Emmanuelle Bertrand (born 5 November 1973 in Firminy, Loire), is a French cellist.

==Biography==
Bertrand studied with Jean Deplace and Philippe Muller, and received early support from Henri Dutilleux.

Nicolas Bacri has dedicated to her his Fourth Suite for cello solo op. 50. She premiered Luciano Berio's Chanson pour Pierre Boulez in 2000.

Her recordings as a soloist or together with the pianist Pascal Amoyel have received the highest musical awards : Cannes Classical Award, Diapason d'Or, "Choc" of Le Monde de la musique, etc.

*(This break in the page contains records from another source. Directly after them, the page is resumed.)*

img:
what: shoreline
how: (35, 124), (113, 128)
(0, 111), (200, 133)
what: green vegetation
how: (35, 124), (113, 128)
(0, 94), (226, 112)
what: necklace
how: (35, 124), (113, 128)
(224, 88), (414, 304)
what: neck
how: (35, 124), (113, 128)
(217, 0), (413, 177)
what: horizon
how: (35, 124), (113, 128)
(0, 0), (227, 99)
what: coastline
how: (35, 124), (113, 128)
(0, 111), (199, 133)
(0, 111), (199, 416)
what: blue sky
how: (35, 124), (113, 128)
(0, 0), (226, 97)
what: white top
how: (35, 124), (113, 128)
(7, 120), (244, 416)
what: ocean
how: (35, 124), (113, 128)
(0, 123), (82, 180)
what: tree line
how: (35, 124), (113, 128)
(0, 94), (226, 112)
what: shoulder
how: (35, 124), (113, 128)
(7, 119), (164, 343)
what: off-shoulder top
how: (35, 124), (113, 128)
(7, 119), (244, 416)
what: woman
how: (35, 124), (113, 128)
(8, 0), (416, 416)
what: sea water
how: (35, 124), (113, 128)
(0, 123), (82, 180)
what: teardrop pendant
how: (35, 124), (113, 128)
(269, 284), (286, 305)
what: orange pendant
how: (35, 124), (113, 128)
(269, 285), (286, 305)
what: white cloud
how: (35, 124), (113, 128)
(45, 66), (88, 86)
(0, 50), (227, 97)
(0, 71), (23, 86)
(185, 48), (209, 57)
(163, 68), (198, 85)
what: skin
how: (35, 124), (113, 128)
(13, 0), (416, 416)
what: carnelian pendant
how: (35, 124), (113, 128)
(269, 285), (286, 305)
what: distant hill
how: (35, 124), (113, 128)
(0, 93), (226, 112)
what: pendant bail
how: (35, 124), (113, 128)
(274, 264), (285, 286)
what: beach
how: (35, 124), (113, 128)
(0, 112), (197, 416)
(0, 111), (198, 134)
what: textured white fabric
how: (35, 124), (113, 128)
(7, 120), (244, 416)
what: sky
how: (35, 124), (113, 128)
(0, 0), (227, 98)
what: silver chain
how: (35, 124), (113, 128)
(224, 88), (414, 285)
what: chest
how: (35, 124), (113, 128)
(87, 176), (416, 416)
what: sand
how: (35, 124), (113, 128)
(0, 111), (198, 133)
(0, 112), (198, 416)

She also received a Victoire de la musique classique in 2002 and has been decorated as a "Chevalier de l'Ordre des Arts et des Lettres".

Together with the pianist Pascal Amoyel and the director Jean Piat, she created in 2005 the theatral concert "Block 15".

==Critical reaction==

Among the artists of her generation, Emmanuelle Bertrand is one of the cellists who impressed me much. Her interpretation fully satisfied me for the transparency of her sound, her rhythmic strictness, her technical perfection, the brio of her playing. I do not hesitate to claim that she is a true revelation to me.
— Henri Dutilleux.

== Recordings ==
Works for solo cello. Works by Henri Dutilleux (Trois strophes sur le nom de SACHER), Hans Werner Henze (Serenade), George Crumb (Sonata), György Ligeti (Sonata), Nicolas Bacri (Suite No. 4). Radio France. Harmonia Mundi, HMN 911699, 2000.

Le violoncelle parle (The cello speaks). Works by Benjamin Britten (Suite for solo cello No. 3 Op. 87), Gaspar Cassado (Suite for solo cello), Pascal Amoyel (Itinerance), Zoltán Kodály (Sonata for solo cello Op. 8). CD and DVD (le violoncelle parle, a Christian Leble film). Harmonia Mundi, HMN 902078, 2011.